Tenor Agnew makes impressive podium debut with Music of the Baroque’s holiday program

Musical offerings in the latter half of December are devoted to the reinforcement of convention and nostalgia, a time during which most can’t be bothered to make the effort to absorb something unfamiliar. This common wisdom would seem to narrow the choices of repertoire drastically, and any efforts by presenters to stray from these would seem to be fools’ errands.

And then there is Music of the Baroque. Their Holiday Brass and Choral Concerts enjoy a top spot on the seasonal calendar, and the four performances of the program tend to be sold out or nearly so year after year. With a significant majority of the music in these affairs unknown to most in the audience, their success is a testament to the care given both to the repertoire choices and the devotion with which they are presented. Thursday’s concert at Grace Lutheran Church in River Forest continued this traditional exploration of the untraditional.

Not surprisingly, the chorus was prepared with loving care and exquisite attention to detail by William Jon Gray. The big news was the American conducting debut of Paul Agnew, the superb tenor known to the MOB faithful in the roles of the Evangelist in the Bach Passions and Christmas Oratorio. Agnew’s more recent ascent as conductor has been enviably swift, beginning with his debut with Les Arts Florissants in 2007 and culminating with his recent appointment as joint music director of the same ensemble with the legendary William Christie.

Agnew largely succeeded in assembling a program culled from nearly every musical era, and yet he still cultivated a sense of dramatic cohesion by adopting a theme of “Mother and Child.” Perhaps surprisingly given his vast experience in early music, many of the highlights came in works of the last century, beginning with an extraordinary reading of Jan Sandström’s Det är en ros utsprungen, a reworking of Praetorius’ setting of the same tune (known more commonly as Lo, How a Rose E’er Blooming). With a slight nod to fellow Finn Sibelius and a close kinship with the “holy minimalists” Henryk Górecki and Arvo Pärt, the reading began with a slow accretion of gossamer, ethereal humming that, due to expert singing and a fortuitous acoustical quirk of the church, seemed to emanate from every crevice in all four walls.

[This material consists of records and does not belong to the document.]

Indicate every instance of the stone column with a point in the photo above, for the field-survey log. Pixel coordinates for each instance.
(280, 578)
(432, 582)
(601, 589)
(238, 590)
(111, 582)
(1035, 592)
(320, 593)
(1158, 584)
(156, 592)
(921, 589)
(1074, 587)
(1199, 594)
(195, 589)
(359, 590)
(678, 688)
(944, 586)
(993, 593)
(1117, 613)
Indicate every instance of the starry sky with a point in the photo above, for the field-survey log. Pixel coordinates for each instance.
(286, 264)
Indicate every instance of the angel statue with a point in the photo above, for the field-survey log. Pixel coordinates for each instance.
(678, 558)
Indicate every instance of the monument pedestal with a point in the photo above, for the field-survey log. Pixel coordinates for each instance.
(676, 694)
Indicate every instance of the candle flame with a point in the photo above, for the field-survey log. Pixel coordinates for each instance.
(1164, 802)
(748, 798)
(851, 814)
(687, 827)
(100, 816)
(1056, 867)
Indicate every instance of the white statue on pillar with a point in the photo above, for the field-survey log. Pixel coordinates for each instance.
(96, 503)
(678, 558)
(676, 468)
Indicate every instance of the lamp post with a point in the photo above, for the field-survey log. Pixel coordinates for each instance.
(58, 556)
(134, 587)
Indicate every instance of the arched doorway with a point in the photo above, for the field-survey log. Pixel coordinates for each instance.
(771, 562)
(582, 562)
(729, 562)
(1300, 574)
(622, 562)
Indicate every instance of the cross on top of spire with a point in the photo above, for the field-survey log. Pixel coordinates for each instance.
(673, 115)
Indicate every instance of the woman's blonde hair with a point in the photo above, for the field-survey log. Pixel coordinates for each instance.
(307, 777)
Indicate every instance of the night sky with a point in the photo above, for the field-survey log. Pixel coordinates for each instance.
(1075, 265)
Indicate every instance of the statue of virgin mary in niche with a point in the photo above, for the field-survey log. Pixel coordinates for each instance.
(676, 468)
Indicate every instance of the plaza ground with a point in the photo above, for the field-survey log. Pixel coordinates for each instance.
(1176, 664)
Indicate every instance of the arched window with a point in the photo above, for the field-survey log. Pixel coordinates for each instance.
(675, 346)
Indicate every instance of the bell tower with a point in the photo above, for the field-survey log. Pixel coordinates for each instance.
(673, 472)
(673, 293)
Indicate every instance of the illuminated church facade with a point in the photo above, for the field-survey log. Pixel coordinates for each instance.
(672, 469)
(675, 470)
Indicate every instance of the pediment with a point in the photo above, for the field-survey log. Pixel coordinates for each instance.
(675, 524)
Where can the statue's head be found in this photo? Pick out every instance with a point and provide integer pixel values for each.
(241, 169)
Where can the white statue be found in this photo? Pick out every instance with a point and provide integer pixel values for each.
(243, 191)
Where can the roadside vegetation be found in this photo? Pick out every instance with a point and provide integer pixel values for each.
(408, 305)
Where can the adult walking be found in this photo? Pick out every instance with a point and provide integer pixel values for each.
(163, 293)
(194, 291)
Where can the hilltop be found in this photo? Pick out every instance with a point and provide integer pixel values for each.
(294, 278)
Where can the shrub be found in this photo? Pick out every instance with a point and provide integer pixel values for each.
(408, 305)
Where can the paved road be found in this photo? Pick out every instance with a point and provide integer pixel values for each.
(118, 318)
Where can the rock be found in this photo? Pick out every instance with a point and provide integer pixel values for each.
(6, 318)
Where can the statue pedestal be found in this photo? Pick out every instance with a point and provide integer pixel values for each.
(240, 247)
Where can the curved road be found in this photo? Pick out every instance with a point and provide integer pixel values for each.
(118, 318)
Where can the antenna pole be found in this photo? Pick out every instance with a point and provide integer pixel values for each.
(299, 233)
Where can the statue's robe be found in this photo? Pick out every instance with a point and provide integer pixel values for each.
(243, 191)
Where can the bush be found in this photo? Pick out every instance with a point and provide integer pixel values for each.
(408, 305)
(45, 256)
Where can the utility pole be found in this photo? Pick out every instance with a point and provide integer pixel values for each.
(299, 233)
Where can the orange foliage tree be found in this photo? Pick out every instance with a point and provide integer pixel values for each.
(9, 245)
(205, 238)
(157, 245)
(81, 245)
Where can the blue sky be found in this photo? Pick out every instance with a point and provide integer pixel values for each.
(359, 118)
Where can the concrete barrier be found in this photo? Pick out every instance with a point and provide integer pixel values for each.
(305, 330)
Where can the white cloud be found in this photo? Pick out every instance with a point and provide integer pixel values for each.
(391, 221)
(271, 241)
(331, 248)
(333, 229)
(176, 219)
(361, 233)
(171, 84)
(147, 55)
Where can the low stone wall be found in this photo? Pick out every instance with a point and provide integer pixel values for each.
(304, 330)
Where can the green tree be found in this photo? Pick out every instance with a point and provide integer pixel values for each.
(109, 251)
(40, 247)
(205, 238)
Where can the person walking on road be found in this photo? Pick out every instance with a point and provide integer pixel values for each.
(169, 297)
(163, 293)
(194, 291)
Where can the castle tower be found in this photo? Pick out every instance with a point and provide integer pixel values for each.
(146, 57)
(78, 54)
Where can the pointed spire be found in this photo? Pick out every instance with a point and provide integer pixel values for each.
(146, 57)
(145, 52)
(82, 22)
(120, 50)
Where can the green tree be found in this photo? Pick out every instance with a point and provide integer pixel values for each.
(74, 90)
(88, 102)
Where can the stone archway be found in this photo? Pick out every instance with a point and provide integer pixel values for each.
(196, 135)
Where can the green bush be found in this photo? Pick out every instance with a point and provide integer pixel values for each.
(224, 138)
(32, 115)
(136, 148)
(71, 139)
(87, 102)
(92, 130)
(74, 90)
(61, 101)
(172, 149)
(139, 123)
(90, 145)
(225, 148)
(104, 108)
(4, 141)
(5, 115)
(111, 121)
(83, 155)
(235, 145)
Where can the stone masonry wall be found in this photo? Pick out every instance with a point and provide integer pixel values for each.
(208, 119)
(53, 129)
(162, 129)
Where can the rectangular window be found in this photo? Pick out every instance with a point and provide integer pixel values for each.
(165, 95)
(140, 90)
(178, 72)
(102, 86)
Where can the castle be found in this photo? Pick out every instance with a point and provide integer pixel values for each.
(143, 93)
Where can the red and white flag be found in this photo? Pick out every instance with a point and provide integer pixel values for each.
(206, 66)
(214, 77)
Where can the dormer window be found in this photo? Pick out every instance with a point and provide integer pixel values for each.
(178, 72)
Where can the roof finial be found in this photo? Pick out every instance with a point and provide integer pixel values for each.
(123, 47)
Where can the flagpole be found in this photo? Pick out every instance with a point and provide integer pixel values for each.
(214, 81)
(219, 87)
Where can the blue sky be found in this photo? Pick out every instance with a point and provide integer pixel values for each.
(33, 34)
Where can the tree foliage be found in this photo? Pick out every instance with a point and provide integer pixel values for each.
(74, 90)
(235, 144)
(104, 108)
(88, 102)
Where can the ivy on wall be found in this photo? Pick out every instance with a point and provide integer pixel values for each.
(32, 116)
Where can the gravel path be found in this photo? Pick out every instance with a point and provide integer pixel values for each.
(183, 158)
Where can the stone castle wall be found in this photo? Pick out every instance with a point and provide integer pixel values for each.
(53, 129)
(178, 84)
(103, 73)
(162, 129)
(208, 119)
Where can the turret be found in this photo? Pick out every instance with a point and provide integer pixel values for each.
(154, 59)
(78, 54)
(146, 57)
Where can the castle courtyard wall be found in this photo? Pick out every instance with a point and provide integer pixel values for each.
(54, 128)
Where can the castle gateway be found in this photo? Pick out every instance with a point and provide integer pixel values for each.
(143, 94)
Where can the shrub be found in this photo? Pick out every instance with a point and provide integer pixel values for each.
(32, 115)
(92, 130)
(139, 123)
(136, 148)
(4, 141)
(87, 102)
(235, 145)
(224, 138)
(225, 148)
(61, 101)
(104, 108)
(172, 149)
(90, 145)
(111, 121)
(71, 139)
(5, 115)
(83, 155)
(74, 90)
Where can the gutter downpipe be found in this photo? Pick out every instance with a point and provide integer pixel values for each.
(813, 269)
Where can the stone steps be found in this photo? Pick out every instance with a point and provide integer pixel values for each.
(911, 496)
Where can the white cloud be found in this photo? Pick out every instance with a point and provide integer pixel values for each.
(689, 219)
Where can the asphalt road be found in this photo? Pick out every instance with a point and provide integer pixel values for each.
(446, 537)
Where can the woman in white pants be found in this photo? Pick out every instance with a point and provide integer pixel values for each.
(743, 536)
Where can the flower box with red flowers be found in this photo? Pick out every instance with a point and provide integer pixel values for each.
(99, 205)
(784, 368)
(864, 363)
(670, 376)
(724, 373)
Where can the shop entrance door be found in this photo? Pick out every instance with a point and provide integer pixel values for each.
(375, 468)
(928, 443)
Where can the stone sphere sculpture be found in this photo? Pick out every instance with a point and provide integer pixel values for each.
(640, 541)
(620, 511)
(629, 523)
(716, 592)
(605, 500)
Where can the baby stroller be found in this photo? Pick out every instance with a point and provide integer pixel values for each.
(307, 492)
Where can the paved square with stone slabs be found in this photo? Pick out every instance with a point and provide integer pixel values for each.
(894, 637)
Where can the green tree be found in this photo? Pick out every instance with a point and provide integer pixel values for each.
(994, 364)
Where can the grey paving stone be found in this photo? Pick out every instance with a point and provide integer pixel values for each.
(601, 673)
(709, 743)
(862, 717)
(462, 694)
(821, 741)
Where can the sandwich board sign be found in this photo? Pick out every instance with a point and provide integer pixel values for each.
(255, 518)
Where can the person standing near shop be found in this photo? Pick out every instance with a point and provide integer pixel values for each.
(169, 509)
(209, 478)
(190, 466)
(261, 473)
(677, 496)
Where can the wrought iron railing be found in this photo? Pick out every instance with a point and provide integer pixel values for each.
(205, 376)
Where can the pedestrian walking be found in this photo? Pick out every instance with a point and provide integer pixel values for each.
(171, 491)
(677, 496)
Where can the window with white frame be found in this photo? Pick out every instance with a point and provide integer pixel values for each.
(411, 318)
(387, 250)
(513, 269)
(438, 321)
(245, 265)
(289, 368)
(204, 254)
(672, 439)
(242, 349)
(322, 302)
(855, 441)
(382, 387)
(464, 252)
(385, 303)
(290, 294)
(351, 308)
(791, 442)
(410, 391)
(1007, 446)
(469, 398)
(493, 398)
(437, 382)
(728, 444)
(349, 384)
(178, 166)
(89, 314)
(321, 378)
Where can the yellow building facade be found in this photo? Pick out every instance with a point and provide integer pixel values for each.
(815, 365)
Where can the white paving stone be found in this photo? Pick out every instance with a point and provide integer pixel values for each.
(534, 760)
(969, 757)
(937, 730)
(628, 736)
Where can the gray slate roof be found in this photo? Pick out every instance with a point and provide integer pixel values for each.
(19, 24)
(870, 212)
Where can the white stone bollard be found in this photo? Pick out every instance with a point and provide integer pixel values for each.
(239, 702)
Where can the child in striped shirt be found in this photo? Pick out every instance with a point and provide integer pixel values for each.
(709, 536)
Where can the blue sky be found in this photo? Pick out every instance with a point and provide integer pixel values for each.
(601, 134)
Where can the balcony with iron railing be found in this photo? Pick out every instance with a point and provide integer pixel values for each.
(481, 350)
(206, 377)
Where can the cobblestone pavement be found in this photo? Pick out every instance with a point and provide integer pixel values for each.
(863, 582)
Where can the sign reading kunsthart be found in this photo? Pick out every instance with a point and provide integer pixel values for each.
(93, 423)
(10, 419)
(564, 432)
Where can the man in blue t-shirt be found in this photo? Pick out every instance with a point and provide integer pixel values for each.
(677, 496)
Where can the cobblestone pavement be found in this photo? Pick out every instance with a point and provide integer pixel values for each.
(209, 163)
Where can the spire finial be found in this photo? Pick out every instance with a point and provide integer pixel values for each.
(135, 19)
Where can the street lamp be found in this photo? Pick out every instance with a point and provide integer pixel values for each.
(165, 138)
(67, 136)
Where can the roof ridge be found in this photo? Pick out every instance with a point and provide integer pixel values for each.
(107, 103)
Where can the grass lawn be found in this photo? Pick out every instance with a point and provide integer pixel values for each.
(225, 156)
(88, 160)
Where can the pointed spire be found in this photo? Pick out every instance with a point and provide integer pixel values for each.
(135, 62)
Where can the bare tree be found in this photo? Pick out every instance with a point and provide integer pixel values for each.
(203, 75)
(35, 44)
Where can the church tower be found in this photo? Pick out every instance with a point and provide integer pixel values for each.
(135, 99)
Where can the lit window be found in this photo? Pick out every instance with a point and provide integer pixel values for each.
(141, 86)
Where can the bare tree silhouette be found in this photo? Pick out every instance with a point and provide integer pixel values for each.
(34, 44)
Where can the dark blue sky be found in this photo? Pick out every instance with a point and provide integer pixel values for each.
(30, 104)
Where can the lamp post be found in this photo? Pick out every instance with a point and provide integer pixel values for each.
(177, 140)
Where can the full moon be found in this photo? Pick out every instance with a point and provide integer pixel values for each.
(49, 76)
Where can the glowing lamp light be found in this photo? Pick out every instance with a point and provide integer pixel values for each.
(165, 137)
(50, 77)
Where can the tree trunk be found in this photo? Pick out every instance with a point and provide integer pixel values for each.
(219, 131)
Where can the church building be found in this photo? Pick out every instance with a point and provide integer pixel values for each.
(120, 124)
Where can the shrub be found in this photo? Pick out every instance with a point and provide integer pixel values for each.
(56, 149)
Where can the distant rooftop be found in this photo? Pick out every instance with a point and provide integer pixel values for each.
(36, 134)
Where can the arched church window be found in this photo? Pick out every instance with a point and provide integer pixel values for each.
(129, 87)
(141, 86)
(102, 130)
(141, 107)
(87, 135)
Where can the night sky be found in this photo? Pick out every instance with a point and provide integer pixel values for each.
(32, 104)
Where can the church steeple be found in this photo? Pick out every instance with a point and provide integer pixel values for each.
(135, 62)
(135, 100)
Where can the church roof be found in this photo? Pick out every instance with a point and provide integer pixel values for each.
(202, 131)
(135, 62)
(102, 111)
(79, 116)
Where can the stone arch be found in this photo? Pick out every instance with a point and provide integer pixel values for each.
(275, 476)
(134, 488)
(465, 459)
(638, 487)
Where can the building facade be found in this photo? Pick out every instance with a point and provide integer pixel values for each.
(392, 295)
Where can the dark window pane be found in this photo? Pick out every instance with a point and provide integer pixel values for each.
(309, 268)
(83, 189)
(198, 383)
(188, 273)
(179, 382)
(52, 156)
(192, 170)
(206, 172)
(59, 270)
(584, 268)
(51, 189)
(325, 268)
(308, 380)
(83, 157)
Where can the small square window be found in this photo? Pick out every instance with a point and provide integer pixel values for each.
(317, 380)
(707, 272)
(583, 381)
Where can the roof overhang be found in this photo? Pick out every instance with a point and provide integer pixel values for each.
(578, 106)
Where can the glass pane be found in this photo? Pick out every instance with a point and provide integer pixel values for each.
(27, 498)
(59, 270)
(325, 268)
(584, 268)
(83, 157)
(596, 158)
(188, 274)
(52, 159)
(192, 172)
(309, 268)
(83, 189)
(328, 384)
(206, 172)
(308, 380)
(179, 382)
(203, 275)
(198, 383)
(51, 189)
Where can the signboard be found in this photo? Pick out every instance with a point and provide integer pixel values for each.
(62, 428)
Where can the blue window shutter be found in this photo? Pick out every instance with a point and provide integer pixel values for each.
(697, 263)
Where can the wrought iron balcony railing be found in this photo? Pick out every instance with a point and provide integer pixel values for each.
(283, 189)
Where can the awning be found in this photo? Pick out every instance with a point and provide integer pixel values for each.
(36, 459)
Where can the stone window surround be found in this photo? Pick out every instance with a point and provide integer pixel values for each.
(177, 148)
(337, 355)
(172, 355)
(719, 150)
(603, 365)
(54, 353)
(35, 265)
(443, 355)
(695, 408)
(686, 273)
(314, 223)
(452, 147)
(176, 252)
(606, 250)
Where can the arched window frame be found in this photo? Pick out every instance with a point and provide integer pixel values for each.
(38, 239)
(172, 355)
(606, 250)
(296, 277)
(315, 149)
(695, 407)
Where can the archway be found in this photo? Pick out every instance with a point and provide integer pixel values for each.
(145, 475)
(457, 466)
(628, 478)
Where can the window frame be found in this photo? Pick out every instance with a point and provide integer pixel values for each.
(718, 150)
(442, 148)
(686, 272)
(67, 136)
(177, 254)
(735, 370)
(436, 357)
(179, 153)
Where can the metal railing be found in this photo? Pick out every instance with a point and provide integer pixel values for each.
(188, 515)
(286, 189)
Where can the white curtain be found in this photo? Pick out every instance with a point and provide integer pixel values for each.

This same school was also represented by John Tavener’s The Lamb, an oddly compelling work that has reached near-standard status since its debut in 1982. The tempo and textual themes are consistent, but the composer allows the horizontal lines to proceed with stubborn independence, leading to harmonies that move from lush Romantic gestures to dour unisons and astringent dissonances.

Another high point was a sweeping and heartfelt reading of Britten’s early A Hymn to the Virgin, the most familiar work of the evening and an apt choice in the final weeks of the composer’s anniversary year. Two of Francis Poulenc’s four Christmas motets received equally vigorous and compelling performances, including stellar high-flying passages from the fine tenor section.

The composer highlighted most often was Giovanni Gabrieli, notably in gripping, celebratory readings of Angelus ad pastores ait and Magnificat á 14. Agnew coaxed full-throated singing from his forces, the sopranos filling the space with waves of radiant lyrical outpourings.

The soloists in these MOB December concerts are culled from the ranks of the ensemble, and as usual, performed solidly, if a notch or two below the high standards of the massed voices. These included sopranos Hannah Dixon McConnell and Susan Nelson, mezzo-sopranos Amanda Koopman and Julie DeBoer, tenors Brendon Marsh and Adam Smith, countertenor Ray Chenez, and baritones Corey Grigg and Ryan O’Mealey.

The brass ensemble was assembled from the cream of the crop of area musicians, including trumpeters Barbara Butler, Charles Geyer, Scott Quackenbush and Jennifer Marotta, and trombonists Jay Evans, Timothy Smith, Randall Hawes, and Jared Rodin. Their resonant and cohesive playing blended beautifully with the vocalists, and they also contributed vital and engaging readings of instrumental works by Gabrieli and Lodovico da Viadana.

The program will be repeated 8 p.m. Friday at St. Michael’s Church in Chicago and 3 p.m. Saturday and Sunday at Divine Word Chapel in Northbrook. baroque.org.